I am a fan of the idea of alternative layouts. I’ve slowly been working on a DSL for probabilistic programming. One optimization I’d like to support some day is having it choose the memory layout of all underlying data structures to optimze performance.
Perhaps I’d be better off making internal arrays default to some sort of tile-major layout instead of column-major?

That is unfortunate, but I like the idea of people having the ability to choose something aligned with their usecase. E.g., reviews are currently overwhelmingly better for AMD, but I am happy to still have the choice to buy AVX512, because I can write software to actually take advantage of it.

But most people don’t/won’t, so why should they pay for silicon they’re not using?
But in terms of segmentation, I’d love to see something like a broad adoption of ARM’s scalar vector extensions (at least, broadly adopted among ARM CPUs), with different segments simply supporting different vector widths.
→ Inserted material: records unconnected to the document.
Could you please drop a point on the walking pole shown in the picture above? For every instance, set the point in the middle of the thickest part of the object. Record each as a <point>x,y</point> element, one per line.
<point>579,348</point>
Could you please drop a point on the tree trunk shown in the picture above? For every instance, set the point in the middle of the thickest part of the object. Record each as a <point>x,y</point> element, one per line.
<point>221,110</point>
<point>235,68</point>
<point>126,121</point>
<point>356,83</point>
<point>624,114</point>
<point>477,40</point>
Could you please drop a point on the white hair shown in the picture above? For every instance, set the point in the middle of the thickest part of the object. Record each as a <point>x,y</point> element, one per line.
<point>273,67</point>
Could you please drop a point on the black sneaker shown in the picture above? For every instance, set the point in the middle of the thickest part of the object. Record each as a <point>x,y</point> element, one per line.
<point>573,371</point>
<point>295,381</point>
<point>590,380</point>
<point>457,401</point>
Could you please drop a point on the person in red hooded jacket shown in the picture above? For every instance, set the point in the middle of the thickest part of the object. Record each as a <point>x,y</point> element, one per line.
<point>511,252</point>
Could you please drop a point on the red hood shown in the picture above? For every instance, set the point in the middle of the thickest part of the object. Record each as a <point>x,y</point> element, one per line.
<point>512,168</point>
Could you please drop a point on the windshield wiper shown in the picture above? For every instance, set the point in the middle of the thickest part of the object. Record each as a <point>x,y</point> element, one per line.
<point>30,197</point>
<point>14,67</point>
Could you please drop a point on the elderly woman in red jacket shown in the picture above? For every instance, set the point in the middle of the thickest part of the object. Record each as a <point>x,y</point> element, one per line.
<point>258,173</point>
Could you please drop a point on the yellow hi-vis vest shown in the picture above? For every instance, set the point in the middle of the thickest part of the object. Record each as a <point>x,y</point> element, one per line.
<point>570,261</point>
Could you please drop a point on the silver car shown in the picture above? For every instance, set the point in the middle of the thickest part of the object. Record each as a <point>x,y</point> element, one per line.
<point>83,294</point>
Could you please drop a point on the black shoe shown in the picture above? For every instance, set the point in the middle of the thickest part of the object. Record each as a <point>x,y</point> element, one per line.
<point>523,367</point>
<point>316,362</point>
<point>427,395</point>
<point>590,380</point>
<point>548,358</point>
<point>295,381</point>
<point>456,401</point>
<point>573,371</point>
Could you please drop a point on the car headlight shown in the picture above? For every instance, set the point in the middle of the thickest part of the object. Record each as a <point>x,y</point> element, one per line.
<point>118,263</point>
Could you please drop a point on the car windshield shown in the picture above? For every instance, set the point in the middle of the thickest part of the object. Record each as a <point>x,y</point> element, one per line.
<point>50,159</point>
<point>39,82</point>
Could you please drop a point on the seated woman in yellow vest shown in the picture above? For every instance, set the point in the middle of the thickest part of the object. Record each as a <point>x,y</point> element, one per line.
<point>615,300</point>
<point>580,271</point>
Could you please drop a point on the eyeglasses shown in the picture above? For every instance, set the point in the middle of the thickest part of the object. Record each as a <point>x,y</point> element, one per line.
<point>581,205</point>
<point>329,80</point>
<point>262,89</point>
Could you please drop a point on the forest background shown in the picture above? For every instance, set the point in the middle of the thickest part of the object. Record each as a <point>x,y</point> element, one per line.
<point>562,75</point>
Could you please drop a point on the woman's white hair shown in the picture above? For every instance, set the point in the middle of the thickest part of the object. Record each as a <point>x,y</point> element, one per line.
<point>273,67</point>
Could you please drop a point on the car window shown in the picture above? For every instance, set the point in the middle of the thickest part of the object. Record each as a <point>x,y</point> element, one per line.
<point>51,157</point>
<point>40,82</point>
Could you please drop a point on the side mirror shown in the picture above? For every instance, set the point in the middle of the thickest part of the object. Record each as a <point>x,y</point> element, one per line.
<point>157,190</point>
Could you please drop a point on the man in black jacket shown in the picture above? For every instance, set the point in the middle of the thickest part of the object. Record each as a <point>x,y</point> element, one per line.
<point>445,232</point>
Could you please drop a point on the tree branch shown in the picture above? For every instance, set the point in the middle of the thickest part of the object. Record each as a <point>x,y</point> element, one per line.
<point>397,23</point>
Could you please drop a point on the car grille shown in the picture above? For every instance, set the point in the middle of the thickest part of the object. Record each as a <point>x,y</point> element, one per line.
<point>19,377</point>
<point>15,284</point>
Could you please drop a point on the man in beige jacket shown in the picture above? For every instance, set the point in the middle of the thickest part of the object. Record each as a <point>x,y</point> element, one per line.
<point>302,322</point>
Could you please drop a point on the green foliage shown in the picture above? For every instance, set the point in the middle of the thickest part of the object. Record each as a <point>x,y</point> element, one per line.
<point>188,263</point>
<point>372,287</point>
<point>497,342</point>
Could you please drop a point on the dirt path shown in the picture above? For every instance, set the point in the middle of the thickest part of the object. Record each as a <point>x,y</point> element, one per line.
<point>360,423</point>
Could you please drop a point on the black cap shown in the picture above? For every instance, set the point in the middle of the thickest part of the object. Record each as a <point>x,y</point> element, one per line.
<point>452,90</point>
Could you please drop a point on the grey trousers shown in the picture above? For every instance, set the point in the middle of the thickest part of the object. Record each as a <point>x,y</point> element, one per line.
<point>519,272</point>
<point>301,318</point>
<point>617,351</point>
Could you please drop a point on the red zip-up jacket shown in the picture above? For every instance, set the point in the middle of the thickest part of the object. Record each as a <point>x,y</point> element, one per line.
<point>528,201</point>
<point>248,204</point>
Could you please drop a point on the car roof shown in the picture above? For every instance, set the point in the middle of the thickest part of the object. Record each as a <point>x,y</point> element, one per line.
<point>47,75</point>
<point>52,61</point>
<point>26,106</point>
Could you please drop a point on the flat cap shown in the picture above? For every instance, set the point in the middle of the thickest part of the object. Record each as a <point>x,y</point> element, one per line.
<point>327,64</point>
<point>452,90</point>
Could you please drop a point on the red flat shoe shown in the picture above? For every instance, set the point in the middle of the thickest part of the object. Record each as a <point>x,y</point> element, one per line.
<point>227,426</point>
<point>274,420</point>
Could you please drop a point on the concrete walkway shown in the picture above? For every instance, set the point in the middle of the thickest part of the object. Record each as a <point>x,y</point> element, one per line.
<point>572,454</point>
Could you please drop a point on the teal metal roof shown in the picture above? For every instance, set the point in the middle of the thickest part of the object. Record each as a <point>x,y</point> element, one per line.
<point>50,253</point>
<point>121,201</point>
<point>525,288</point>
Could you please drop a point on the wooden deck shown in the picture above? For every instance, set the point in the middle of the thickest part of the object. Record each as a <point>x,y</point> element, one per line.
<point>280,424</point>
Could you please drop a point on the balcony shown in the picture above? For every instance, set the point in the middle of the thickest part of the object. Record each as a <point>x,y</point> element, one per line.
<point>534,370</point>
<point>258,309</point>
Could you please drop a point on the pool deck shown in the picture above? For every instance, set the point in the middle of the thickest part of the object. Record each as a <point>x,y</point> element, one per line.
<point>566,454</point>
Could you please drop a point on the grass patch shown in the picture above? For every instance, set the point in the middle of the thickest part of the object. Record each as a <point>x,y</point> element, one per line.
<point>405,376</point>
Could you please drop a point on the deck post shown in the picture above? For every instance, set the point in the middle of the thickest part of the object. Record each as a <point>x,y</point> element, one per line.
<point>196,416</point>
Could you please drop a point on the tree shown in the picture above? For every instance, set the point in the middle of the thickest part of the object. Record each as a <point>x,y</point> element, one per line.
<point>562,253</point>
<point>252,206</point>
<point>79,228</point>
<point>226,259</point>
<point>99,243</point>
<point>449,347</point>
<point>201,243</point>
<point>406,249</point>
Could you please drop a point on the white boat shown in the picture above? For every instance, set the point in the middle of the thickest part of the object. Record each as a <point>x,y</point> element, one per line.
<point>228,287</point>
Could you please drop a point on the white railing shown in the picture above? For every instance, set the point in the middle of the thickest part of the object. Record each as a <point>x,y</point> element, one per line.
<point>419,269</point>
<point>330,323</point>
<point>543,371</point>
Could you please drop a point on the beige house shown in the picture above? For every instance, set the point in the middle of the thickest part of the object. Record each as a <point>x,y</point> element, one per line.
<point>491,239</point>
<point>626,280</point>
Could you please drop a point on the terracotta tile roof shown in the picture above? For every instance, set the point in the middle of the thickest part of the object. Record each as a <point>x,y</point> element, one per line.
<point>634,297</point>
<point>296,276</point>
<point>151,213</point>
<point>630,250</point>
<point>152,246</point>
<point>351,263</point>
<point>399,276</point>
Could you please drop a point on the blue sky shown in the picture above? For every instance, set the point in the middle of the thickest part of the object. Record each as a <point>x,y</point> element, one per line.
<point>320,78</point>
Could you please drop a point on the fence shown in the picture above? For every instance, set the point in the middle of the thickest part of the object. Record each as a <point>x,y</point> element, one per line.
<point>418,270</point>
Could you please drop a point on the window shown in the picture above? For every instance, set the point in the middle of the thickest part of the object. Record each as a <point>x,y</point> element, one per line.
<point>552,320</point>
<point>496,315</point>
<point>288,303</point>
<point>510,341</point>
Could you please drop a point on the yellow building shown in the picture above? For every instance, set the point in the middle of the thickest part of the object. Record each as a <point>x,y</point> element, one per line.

Those who need HPC can buy wide vectors, and those who don’t can buy 128-bit, all within the same instruction set.
Unfortunately, as far as I know, the A64FX is the only CPU currently supporting SVE.

Thanks. The CPU is a 10980XE, which is marketed as “high end desktop”. It hits >2.1 terraflops with MKL’s dgemm, can build software from source quickly, and looks stellar in all the heavily-SIMD benchmarks I run, so IMO worth the expense for a hobbyist. AMD CPUs do well on compiling software, but none currently come close to the >120 double precision GFLOPS/core it achieves.
It’s worth more than my car, if you’re curious where my priorities are :wink:.